Crews were called to the 147-year-old Fleming House near Leckie Road and Dilworth Drive around 6 p.m. on Monday.
“The fire actually started at the front entrance of the house. There’s kind of a pit area, and it looks like some homeless people had lit a fire within that pit area,” said Kelowna fire inspector Paul Johnson. “It was nice and sheltered from the view of the public.”
Because of structural issues, crews could not enter the building initially.
Johnson said the fire spread quickly.
“There was a lot of lath and plaster,” John said. “It was older construction, and there was some heavy beam construction.”
“It was a very solid house, but unfortunately solid houses succumb to fire as well.”
Many people in the community expressed sorrow at the loss of the historical building, including Shona Harrison, the founder of the online group Old Kelowna.
“We have so few of these buildings, and this is one of the oldest that was remaining,” she said. “It’s gone and it cannot be replaced.”
Harrison said the former farmhouse was passed between pioneering families and that layers of history are built into its walls.
“In 1871, these are the materials they were using, this is how they lived in that space. And then we go to 1909,” Harrison said. “These are the materials and this is how they moved within that environment.”
Central Okanagan Heritage Society president Don Knox said the organization had been hoping the Fleming House would be restored in the future.
“It was unfortunate. It was a shock,” he said of the fire.
“Originally we were hoping it wasn’t as bad. We’re going to take a look at it ourselves,” Knox said. “I’ve been in discussions with city staff already.

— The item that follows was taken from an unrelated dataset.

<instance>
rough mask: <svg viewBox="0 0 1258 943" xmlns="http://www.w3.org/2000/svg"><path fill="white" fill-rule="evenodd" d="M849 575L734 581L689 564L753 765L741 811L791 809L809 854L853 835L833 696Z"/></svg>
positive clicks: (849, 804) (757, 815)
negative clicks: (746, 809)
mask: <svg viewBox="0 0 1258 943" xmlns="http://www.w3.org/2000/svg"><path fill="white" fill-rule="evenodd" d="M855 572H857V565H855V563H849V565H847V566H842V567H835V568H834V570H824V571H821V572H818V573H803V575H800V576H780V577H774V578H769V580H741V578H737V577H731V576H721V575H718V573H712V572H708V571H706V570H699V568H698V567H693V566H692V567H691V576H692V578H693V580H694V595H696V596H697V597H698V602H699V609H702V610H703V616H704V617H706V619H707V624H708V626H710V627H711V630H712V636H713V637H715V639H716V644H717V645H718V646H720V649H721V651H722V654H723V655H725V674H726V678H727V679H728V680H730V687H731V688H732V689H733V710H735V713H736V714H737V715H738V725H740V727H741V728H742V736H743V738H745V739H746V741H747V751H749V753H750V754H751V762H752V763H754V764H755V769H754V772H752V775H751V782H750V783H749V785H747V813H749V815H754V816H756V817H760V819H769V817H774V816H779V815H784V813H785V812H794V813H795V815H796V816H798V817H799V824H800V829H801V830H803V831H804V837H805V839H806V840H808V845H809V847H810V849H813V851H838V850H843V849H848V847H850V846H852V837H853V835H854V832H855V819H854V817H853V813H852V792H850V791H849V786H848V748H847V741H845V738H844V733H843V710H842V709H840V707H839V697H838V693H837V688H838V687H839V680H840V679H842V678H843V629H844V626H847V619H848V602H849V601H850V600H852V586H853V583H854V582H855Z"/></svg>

I don’t want to write anything off until we do an evaluation, but we don’t know at this point.”
The Fleming House was moved from its original site in 2002, but had been sitting empty since.
The roof had been replaced about a decade ago, Knox said.
“The building was in stable condition, and it was just a matter of trying to find a purpose for it,” he added. “With the rail trail going right by here we were pretty excited that something would come up.”